Friday 2nd August 2019

A cross-party committee of MPs has called on the Department for Work and Pensions (DWP) to stop forcing carers to pay back overpaid Carer's Allowance.

Instead, debts should be dealt with on a case-by-case basis, starting with debts over £2,500 and taking into account culpability, the cost of recouping payments and the impact on the carer's life. Frank Field MP, Chair of the Select Committee said, ""Bullying carers is no way to recognise, much less support, the invaluable contribution they make to our society and the people they care for".

The select committee have been investigating the DWP's decision to recover the £150 million it overpaid in Carer's Allowance to over 80,000 carers.

The National Audit Office (NAO) had found that in most cases these overpayments were not as a result of fraud but rather innocent mistakes such as a carer not understanding how an increase in earnings might affect their carer's allowance.
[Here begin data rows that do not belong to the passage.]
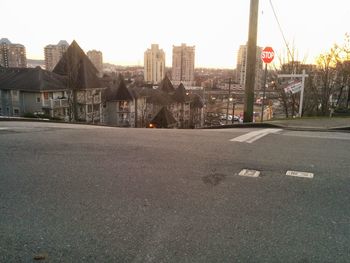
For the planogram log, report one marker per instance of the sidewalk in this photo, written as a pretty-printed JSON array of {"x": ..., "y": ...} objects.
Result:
[
  {"x": 320, "y": 124},
  {"x": 304, "y": 124}
]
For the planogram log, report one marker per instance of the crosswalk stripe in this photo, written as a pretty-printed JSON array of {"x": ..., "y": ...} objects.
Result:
[{"x": 254, "y": 135}]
The NAO had also found that many of these overpayments could have been detected much earlier if sufficient staff and better processes had been put in place.

Some of the families Contact supports have been affected by this, and we are calling on the government to drop its pursuit of carers who have been overpaid mostly due to innocent mistakes and the department's own administration issues.
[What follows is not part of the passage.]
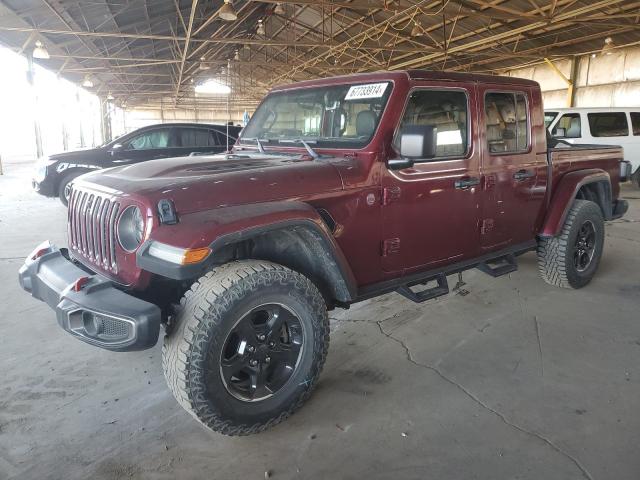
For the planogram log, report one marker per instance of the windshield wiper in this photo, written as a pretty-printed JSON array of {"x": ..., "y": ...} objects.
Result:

Una Summerson, Head of Policy at Contact, said: "Instead of pursuing carers for repayment, we urge the Department for Work and Pensions to increase the Carer's Allowance earnings threshold as well as providing clear information about how earnings can impact on this benefit

"We know that the majority of cases of overpayment are due to innocent mistakes such as a carer not understanding how an increase in their earnings might affect their Carer's Allowance, or is unaware that starting a full-time course of education meant they were no longer entitled.

"The government also needs to ensure that the information provided to carers is clearer and easier to understand and that it has sufficient staff and systems in place to identify overpayments at a much earlier point."